Regulation of HIF-1α and VEGF by miR-20b Tunes Tumor Cells to Adapt to the Alteration of Oxygen Concentration (original) (raw)
Figure 5
Differential expression of miR-20b affects different aspects of tumor cells.
(A) miR-20b was required for H22 cell growth. H22 cells were transfected with miR-20b inhibitor or miR-20b inhibitor + HIF-1α siRNA or miR-20b or VHL siRNA or control oligonucleotide for 24 hr.
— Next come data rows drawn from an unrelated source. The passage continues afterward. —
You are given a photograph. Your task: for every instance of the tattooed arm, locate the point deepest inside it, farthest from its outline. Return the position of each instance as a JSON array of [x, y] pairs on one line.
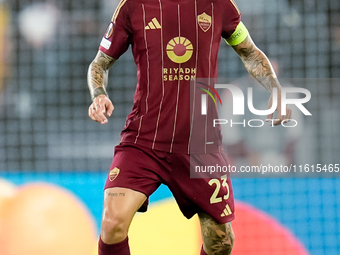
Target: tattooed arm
[[258, 65], [97, 77]]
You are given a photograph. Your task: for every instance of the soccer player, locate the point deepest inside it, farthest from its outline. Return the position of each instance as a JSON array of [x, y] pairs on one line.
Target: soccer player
[[174, 42]]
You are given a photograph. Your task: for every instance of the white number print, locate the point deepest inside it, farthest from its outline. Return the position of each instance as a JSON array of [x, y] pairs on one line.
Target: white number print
[[214, 199]]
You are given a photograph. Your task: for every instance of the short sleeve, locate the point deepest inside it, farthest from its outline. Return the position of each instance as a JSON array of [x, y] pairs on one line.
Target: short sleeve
[[116, 39], [231, 18]]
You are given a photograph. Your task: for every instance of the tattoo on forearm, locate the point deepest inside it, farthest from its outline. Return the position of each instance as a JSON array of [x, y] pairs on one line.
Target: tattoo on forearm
[[218, 238], [257, 64], [121, 194], [98, 71]]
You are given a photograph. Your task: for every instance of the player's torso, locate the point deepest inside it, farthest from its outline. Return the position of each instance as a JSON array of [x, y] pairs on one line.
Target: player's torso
[[173, 43], [177, 34]]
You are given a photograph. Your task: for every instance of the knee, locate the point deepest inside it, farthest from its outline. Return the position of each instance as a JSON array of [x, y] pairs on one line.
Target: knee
[[114, 229], [220, 243]]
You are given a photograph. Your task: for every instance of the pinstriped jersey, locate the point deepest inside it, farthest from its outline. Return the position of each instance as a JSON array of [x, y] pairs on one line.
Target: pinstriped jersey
[[174, 42]]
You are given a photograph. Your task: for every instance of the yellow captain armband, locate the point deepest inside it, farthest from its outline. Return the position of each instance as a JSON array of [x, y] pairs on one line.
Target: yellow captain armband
[[239, 35]]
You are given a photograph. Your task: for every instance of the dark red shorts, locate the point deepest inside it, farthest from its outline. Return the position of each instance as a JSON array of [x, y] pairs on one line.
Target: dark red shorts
[[143, 169]]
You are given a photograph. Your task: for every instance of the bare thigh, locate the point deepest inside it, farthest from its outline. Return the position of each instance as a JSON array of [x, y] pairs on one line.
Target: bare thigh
[[120, 205]]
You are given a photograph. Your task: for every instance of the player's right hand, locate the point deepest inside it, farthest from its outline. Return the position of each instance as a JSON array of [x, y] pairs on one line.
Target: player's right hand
[[101, 105]]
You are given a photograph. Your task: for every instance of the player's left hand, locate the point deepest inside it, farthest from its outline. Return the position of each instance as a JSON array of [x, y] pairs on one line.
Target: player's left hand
[[101, 105], [280, 117]]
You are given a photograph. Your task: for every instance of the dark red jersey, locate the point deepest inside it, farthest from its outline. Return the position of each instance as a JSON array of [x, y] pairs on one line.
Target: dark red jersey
[[173, 43]]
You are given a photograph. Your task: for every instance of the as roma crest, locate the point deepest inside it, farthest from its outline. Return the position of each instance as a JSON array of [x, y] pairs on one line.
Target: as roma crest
[[113, 173], [204, 21]]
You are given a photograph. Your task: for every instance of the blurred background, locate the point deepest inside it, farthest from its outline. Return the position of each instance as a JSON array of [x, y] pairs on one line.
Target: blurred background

Then the cells were seeded in 96-well plate (5×103 per well) for 48 h in normoxia. The proliferation assay was performed with MTT Cell Proliferation Kit (Roche Diagnostics, IN) according to the manufacturer's instructions. *, P<0.05, compared with control. (B) Downregulation of miR-20b enhanced the resistance to apotosis. H22 cells were transfected with miR-20b inhibitor or miR-20b inhibitor + HIF-1α siRNA for 24 hr. Then the cells (1×106) were irradiated by UVB (200 J/m2) or treated with mitomycin C (MMC, 10 µg/ml)for 12 h. The cells were stained with PE-Annexin V and 7-AAD for apoptotic analysis by flow cytometry. *, P<0.05, compared with control. (C) Analysis of the mRNA expressions of Bcl-2, Bcl-xL, Bax and Bad genes. H22 cells were transfected with miR-20b inhibitor or miR-20b inhibitor + HIF-1α siRNA for 72 hr. The cells were used for the analysis of gene expression by real time RT-PCR. *, P<0.05, compared with control. (D) Normoxic H22 cells were transfected with miR-20b for 24 hr. Then the cells were cultured under hypoxic condition for 12 h, and stained with PE-Annexin V and 7-AAD for apoptotic analysis by flow cytometry. *, P<0.05, compared with control.